Unfortunately in the States and England, the process of making and buying bread have become quite disconnected. It’s rare to find a local bakery to stop into and buy your daily loaf of bread these days. You can’t see the effort it takes to make the bread and time bakers spend getting the loaves just right. Luckily, more and more artisan bakers are popping up selling their wares at farmers markets and the like. I hope that this relationship continues and becomes a stronger presence against the unsatisfying supermarket loaf.
I love a French baguette from time to time, but German bread is a whole different animal. It is largely varied all over the country but usually contains rye as the common ingredient. The Germans have an undeniable love for dense and super nutritious whole grain loaves along with bread studded with seeds and nuts of all sorts. My favorites are the walnut rye loaf and the millet, flax sesame seed loaf. The selection is immense but you’ll be hard pressed in this country to find a decent plain boring white loaf. The bread that is the most common must be the brötchen which are little bread rolls that are used for just about every meal. They come in all sorts of varieties from the basic white to the pumpkin seeded roll and make the perfect base for a delicious sandwich.
Though Germans are renowned for their bread, the local bakeries here are also slowly selling out to the supermarkets and commercial bakery chains. More and more Germans are buying their bread from places like Aldi and outlets which have their bread delivered from large factories on a daily basis. However, luckily, there are still real bakeries that exist in both the cities and in villages. The traditions that have been passed down for years are still in place and will hopefully continue to keep German bread an integral part of life.
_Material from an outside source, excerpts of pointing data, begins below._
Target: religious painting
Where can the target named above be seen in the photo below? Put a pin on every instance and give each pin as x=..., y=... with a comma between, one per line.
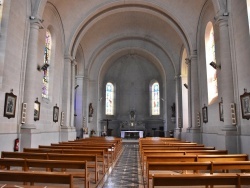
x=204, y=114
x=10, y=105
x=36, y=110
x=221, y=111
x=62, y=118
x=245, y=104
x=55, y=113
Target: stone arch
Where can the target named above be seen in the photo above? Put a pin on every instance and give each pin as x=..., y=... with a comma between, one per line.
x=104, y=11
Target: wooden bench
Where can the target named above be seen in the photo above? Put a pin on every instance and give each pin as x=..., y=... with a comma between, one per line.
x=108, y=151
x=48, y=165
x=100, y=154
x=92, y=159
x=37, y=177
x=179, y=152
x=193, y=158
x=200, y=179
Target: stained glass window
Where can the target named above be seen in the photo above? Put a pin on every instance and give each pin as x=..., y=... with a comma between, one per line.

I really wanted to document what happens behind the scenes and my friend Alessandro at Bastian’s was happy to help. I spent a (very early) morning photographing the daily process that results in delicious bread that people flock to the bakery for every day. It’s a finely tuned machine working in the bakery and very long day on your feet. However, for me, the satisfaction others get from eating and sharing what you’ve spent time to make is well worth it!